# Root missing from cm_shadow_full-3.zip



## 5cr34m1n6mu73 (Jun 14, 2011)

just installed this and none of my appz that require root function.

@scr34m1n6mu73


----------



## Flying_Hellfish (Jun 6, 2011)

Check the main CM thread. All you have to do is download SU efgh from ROM Manager in extras. Reboot to recovery from the CM power menu and flash it from the /clockworkrecovery folder. Root will be back.


----------



## b16 (Jun 6, 2011)

If not it is here - THREAD


----------



## 5cr34m1n6mu73 (Jun 14, 2011)

Flying_Hellfish said:


> Check the main CM thread. All you have to do is download SU efgh from ROM Manager in extras. Reboot to recovery from the CM power menu and flash it from the /clockworkrecovery folder. Root will be back.
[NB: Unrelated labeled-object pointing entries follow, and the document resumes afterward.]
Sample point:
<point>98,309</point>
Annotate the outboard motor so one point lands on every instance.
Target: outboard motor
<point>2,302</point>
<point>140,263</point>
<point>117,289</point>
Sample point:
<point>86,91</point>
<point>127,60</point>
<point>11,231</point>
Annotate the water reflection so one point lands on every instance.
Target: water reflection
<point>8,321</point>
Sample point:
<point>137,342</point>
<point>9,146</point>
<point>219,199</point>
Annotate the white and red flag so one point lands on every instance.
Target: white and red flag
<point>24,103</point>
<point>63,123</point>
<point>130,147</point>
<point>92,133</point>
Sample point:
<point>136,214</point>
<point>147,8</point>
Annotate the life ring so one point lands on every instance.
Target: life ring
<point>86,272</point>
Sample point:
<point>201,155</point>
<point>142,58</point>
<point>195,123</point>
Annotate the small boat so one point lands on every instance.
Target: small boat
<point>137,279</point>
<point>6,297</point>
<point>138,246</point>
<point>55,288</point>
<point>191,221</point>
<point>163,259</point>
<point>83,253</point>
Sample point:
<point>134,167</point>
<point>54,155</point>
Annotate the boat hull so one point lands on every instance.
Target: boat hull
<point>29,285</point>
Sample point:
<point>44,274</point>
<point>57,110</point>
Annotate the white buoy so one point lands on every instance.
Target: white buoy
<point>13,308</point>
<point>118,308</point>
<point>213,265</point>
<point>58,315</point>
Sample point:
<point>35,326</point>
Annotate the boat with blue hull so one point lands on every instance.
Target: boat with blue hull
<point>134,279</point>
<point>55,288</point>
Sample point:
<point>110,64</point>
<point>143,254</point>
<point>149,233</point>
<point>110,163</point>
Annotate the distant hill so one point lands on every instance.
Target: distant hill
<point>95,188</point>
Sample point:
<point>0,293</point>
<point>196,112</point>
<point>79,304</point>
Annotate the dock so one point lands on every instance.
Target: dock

I see no heading of "extras" in ROM Manager, which also requires root to run properly. So I opened Superuser app and at the bottom of the page under settings I see where I am out of date and downloaded su-2.3.1 zip, rebooted into recovery and tried to install but it was aborted because it was "bad". I am restoring to a backup I made prior to flashing to the nightly which should give me root again and will try to download and install the update again.


----------



## 5cr34m1n6mu73 (Jun 14, 2011)

Okay after restoring backup of original cm install I immediately had one of those, "DOH!" moments and slapped my forehead with my palm... I either need coffee or sleep to regain my senses...coffee is brewing now. Thanks for the help pal!


----------